A1 Journal article – refereed

What Drives Quality of Firm Risk Disclosure?. The Impact of a National Disclosure Standard and Reporting Incentives under IFRS




List of Authors: Miihkinen Antti

Publication year: 2012

Journal: International Journal of Accounting

Journal name in source: International Journal of Accounting

Volume number: 47

Issue number: 4

ISSN: 0020-7063

DOI: http://dx.doi.org/10.1016/j.intacc.2012.10.005

URL: https://api.elsevier.com/content/abstract/scopus_id/84870243899


Abstract

This paper examines the impact of a detailed national disclosure
standard on the quality of firms’ overall risk reviews under IFRS. We
use data from a sample of listed Finnish firms around the introduction
of the standard and find that national regulatory bodies have been able
to raise the quality of risk disclosure on several dimensions even under
IFRS. We find increases in the quantity of risk disclosure with more
extensive and more comprehensive information.

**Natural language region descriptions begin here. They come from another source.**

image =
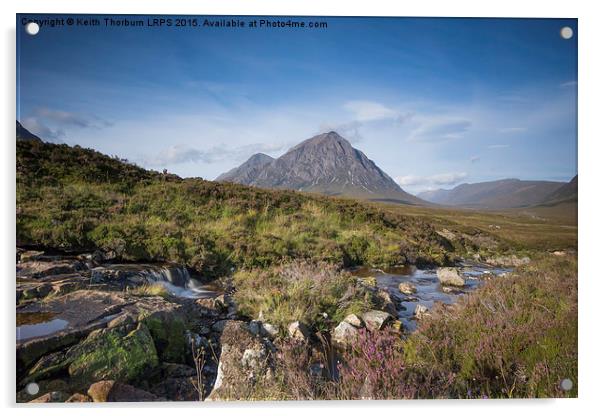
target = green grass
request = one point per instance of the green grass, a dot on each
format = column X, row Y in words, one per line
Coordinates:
column 150, row 290
column 300, row 291
column 514, row 338
column 77, row 199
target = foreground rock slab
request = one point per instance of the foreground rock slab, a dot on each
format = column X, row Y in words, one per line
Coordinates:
column 450, row 276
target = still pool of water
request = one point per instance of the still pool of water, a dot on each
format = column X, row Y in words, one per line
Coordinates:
column 39, row 324
column 428, row 289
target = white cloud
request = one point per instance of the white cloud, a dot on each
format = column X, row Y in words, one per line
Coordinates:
column 437, row 130
column 180, row 153
column 364, row 111
column 568, row 84
column 67, row 118
column 442, row 179
column 512, row 129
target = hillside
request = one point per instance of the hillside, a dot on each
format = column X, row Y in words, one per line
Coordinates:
column 25, row 135
column 76, row 199
column 501, row 194
column 325, row 164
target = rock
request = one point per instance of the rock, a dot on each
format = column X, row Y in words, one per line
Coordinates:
column 113, row 354
column 397, row 327
column 299, row 330
column 420, row 311
column 212, row 306
column 123, row 319
column 317, row 370
column 37, row 269
column 30, row 255
column 244, row 361
column 219, row 325
column 177, row 389
column 174, row 370
column 509, row 261
column 376, row 320
column 354, row 320
column 255, row 327
column 407, row 288
column 386, row 302
column 368, row 281
column 252, row 357
column 52, row 397
column 78, row 398
column 450, row 276
column 167, row 326
column 269, row 330
column 112, row 391
column 344, row 333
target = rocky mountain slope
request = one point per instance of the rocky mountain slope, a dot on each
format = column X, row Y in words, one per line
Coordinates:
column 505, row 193
column 326, row 164
column 25, row 135
column 248, row 171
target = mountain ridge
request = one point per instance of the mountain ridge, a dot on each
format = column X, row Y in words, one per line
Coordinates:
column 499, row 194
column 327, row 164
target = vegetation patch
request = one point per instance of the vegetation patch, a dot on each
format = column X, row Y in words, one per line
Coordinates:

We do not, however, find a
corresponding increase in quantitative disclosures and therefore there
is some question regarding the influence of the standard on the
substance of the risk information provided. In addition to the coercive
effect of the standard, several important reporting incentives, such as
firm size, profitability, and foreign listing status are documented. We
also find some evidence that the impact of the standard on quality is
more pronounced among less profitable firms. Additional findings are
that larger firms and firms reporting under the requirements of the SEC
disclose more quantitative risk information, and that the quality
improvements are permanent in the subsequent years. The findings have
implications for standard-setters evaluating different strategies with
the aim to increase the quality of the narratives in annual reports.